A coalition of Christian groups has been granted permission to seek a judicial review regarding new gay equality laws in Northern Ireland.

The Christian Institute has led calls to delay the Sexual Orientation Regulations, due in Northern Ireland next month, claiming they were rushed through and constitute an attack on freedom of conscience.

The High Court has now granted permission for the groups to apply for a judicial review, it will be looked at by Mr Justice Deeny later this week.

The Christian Institute, along with other religious groups, has challenged Northern Ireland Secretary Peter Hain to withdraw the new gay equality laws.

The Institute is launching a judicial review because it believes the law interferes with religious freedom.

Colin Hart, Director of the Christian Institute, said: “The Regulations bear all the hallmarks of a rushed time-scale. They almost appear to establish a right for homosexuals not to be disagreed with. They would cover a conversation in a Christian bookshop or a pastoral conversation with a church minister.

“The homosexual harassment provision is so broadly drafted that it nullifies what partial exemptions churches are given. A minister can say to a practising homosexual (as he would an adulterer), ‘I’m sorry, you can’t be a member of my church until you repent and turn to Christ,’ but his explanation could be the subject of a harassment claim if the individual is offended. A teacher who says that sex is only for marriage could be accused of harassment by a pupil sympathetic to gay rights – and this would also apply to denominational schools.”

It follows opposition from within the Democratic Unionist Party to the law, although a Northern Ireland Assembly vote on the issue was tied earlier this week.

The law is also reported to have caused a rift in the UK Cabinet. As the Northern Ireland Assembly is suspended, decisions about the province are taken by the Secretary of State, Mr Hain. He has imposed tough rules, with no exemptions for religious groups.

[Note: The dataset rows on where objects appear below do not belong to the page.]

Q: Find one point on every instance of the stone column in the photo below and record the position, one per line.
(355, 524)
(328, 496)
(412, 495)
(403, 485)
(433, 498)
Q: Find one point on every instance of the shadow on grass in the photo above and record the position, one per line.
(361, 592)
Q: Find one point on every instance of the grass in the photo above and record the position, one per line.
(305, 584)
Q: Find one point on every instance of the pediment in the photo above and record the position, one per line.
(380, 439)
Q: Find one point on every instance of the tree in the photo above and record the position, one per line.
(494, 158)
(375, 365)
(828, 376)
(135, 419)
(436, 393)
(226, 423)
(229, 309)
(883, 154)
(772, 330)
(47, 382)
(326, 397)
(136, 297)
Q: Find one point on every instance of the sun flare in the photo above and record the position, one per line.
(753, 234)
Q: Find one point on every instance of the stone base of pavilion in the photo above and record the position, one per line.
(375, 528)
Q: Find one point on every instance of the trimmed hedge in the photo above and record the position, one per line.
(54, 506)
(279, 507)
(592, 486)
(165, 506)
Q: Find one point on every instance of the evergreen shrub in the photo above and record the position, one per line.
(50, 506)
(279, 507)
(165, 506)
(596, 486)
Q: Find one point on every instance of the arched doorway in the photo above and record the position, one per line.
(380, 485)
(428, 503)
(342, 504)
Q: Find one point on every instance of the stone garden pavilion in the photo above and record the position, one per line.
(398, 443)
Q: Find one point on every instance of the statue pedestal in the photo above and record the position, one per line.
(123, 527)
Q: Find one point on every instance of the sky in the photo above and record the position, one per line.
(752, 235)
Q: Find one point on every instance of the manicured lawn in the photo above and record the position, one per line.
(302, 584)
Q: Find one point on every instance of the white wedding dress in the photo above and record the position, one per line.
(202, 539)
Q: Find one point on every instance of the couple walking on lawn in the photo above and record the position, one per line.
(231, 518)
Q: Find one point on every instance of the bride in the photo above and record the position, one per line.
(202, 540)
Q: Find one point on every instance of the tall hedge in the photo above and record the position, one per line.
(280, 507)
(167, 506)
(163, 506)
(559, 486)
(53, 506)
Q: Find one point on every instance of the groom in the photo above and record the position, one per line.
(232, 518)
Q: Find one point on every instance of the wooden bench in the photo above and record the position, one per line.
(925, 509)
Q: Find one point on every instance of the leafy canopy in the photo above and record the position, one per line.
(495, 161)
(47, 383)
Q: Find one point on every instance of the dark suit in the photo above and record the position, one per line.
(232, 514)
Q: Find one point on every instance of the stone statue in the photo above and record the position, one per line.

Meanwhile, the introduction of regulations has been delayed in England and Wales until April by Communities Secretary Ruth Kelly, some believe she intends to grant exemptions.

Last week, gay charity Stonewall’s Alan Wardle called on the gay community to get behind the new laws to stop any religious exemptions.

The churches and Christian charities taking the legal action are, The Christian Institute; The Reformed Presbyterian Church of Ireland; The Congregational Union of Ireland; The Evangelical Presbyterian Church of Ireland; The Association of Baptist Churches in Ireland; The Fellowship of Independent Methodist Churches; and Christian Camping International (a Christian charity specialising in camping and conferences).

The new Regulations outlaw discrimination in the provision of goods, services and education on the grounds of sexual orientation. Fines range between £500 and £15,000 but up to £25,000 for repeated breaches.